Both Jackie and Luis said everyone in their family has a job. As of March, Jackie, who came from Honduras last year, was still going to court every month or so as part of the process that she hopes will legalize her status. She lives with her mother and two cousins in an apartment in Far Rockaway. Luis also contributes to his household income, but with his family more established, he’s able to spend his earnings on clothing and electronics. He said he also likes working because it provides some independence.
“It’s all about money,” Figueroa said, marking a student absent for the third time that week.
Zomick’s Kosher Bakery was the subject of a lawsuit filed last year that claimed it had paid the three adult plaintiffs, all of whom worked 72 hours per week, less than minimum wage.
Lawyers for the owners of the bakery denied each claim. The lawsuit, filed in March of last year, was dismissed in January 2016.
Lawyers for the plaintiffs did not return multiple requests for comment, while lawyers for the defense declined to discuss the case, saying the resolution was confidential. However, attorney Aaron Solomon of Kaufman, Dolowich and Voluck, who represented the bakery during the lawsuit, did state that all of Zomick’s employees are of legal age.
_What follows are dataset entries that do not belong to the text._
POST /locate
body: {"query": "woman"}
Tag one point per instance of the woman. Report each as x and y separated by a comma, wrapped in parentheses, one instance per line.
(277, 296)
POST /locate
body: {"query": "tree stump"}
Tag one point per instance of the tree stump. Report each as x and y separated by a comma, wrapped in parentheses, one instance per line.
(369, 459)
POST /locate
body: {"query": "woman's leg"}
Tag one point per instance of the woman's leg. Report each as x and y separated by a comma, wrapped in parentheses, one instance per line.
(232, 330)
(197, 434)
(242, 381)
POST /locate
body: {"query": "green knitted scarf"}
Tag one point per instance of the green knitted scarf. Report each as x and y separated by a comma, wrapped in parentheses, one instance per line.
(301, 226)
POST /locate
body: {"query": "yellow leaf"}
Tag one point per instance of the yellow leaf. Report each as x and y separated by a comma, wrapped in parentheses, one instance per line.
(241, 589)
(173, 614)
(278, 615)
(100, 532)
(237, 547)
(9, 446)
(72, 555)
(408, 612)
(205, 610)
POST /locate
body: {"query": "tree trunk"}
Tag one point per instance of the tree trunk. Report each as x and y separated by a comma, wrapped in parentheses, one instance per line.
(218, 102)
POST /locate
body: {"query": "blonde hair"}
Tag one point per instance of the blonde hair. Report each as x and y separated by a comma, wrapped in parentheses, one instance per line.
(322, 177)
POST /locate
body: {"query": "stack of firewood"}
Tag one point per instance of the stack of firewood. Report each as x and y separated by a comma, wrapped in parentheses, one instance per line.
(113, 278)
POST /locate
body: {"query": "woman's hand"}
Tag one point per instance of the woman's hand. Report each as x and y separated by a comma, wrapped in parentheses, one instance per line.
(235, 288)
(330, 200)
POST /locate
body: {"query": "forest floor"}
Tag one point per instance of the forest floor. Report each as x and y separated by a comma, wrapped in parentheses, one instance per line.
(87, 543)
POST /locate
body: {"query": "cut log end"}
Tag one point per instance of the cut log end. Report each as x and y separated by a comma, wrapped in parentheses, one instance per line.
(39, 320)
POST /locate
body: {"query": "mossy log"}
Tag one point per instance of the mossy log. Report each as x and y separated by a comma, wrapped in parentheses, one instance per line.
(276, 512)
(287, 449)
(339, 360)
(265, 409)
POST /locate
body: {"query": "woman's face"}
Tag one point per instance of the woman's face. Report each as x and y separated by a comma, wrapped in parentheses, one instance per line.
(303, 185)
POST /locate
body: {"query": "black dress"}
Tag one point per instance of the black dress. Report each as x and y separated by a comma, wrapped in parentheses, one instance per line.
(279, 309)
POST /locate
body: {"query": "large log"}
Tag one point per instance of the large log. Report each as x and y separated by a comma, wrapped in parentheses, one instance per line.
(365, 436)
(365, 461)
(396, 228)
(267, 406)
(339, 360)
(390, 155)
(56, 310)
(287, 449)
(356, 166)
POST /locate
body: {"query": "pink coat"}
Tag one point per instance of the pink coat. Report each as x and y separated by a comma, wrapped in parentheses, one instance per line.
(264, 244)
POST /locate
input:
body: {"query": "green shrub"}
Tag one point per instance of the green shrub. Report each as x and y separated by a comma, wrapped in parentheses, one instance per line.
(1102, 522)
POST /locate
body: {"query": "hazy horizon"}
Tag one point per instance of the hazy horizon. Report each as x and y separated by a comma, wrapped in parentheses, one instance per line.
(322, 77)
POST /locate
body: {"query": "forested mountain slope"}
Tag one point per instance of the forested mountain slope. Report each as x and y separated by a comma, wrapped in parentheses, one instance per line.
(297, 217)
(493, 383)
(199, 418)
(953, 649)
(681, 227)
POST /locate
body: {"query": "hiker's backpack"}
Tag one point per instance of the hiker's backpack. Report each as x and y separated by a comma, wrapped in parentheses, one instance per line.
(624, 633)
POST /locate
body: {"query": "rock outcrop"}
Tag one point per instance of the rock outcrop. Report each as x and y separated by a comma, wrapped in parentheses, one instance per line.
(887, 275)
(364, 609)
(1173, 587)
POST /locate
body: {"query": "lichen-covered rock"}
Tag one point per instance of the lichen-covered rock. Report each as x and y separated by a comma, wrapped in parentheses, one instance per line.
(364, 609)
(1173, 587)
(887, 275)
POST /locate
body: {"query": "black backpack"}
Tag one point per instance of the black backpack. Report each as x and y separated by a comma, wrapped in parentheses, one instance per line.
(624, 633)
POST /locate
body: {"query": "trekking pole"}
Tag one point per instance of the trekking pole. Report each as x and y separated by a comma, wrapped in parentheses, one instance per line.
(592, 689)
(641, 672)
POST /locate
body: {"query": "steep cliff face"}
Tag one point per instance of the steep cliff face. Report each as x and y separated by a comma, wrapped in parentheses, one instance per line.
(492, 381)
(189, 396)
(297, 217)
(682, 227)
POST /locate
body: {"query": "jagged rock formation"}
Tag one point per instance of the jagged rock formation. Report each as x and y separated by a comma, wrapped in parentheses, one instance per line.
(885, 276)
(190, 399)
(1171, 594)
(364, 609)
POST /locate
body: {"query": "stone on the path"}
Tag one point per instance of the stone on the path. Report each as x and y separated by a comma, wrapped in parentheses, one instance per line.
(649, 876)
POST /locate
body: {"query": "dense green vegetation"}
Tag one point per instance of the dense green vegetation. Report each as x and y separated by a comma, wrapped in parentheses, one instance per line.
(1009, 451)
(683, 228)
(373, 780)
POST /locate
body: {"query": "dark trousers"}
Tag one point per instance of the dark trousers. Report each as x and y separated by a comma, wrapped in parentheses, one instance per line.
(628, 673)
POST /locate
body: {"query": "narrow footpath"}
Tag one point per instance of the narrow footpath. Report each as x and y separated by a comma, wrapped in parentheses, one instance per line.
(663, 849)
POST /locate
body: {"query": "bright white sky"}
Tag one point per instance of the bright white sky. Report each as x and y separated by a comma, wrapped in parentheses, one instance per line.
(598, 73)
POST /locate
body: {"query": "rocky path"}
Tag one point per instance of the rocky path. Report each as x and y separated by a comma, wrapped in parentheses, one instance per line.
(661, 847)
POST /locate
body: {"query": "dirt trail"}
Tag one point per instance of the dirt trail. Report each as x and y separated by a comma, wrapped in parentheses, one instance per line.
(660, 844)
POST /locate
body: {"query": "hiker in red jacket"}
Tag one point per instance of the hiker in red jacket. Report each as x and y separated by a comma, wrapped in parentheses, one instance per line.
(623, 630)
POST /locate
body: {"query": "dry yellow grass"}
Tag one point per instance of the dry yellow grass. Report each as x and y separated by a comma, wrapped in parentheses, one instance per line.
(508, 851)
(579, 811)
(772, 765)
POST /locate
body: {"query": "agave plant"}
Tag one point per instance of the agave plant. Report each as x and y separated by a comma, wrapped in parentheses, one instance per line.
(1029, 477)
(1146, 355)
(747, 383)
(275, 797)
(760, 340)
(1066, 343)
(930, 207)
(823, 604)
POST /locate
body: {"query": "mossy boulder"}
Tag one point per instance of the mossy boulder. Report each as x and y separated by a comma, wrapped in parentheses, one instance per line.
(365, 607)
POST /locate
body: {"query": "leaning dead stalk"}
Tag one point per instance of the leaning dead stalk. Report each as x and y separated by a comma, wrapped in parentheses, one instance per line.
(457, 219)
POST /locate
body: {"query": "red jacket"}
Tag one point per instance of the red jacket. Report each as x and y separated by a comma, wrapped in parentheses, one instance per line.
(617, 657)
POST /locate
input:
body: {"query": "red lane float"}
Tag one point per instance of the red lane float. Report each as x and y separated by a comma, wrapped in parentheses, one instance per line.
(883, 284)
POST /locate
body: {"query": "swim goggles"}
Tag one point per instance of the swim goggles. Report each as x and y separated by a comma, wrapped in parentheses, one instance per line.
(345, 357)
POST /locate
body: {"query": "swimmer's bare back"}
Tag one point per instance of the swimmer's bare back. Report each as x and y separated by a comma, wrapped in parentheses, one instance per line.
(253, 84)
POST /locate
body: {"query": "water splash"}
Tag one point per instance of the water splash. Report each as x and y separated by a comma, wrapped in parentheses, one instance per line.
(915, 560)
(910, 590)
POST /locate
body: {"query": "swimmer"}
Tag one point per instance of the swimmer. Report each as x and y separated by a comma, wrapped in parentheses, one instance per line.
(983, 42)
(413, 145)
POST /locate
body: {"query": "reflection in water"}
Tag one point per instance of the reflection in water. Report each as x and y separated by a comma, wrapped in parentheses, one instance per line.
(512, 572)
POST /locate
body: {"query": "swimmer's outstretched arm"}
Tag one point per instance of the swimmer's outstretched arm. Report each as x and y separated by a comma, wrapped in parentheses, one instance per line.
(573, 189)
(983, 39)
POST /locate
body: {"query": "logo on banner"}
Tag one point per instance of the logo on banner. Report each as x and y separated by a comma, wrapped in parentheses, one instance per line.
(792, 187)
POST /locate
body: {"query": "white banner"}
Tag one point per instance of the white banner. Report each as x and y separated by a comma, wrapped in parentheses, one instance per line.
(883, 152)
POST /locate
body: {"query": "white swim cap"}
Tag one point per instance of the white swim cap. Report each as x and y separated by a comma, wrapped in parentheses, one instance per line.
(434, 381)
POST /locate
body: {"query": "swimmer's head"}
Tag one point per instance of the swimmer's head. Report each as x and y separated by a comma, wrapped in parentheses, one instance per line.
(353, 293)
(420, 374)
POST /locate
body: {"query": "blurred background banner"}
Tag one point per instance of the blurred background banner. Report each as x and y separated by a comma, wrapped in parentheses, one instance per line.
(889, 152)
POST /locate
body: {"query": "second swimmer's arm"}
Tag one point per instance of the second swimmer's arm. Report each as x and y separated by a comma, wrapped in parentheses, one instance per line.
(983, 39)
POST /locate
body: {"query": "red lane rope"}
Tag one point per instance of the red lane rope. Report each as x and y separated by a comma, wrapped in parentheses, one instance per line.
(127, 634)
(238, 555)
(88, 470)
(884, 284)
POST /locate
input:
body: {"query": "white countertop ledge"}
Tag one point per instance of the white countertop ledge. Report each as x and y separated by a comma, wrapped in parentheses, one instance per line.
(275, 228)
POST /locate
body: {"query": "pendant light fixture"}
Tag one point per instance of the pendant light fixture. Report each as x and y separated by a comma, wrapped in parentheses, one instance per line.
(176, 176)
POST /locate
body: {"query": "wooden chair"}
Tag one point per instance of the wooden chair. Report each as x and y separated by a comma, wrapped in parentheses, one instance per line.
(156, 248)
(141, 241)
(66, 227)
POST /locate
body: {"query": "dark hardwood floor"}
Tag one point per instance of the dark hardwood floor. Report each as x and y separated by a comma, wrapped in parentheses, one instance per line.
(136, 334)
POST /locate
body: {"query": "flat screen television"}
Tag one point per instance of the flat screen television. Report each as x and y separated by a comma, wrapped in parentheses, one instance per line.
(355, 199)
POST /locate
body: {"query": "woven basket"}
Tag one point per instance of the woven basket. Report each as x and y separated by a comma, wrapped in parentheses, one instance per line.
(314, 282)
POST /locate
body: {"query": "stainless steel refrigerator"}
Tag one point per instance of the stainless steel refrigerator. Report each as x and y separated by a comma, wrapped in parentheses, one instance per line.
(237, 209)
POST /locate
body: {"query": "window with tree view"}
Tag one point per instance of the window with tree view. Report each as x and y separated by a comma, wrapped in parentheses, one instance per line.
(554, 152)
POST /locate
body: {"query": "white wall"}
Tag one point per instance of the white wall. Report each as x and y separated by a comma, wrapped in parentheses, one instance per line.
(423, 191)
Solomon also stated that Zomick’s complies with the requirements of the Immigration Reform and Control Act by requiring employees to provide documentation that they are authorized to work in the United States.
Mazur believes her working students receive checks made out to cash, and take them to check cashing stores. Figueroa has asked them whether it’s worth it to make so little, and then pay for transportation to and from work, along with a fee to get the cash. A solution to the truancy and the overnight jobs, she speculated, might be to make school attendance a requirement for obtaining immigration papers. She’s seen many of her students leave school for work once they know their place in the country is secure.
“I was horrified,” Mazur said, regarding some of her students’ jobs. “Nobody that young should be working like that because they feel like they have to.”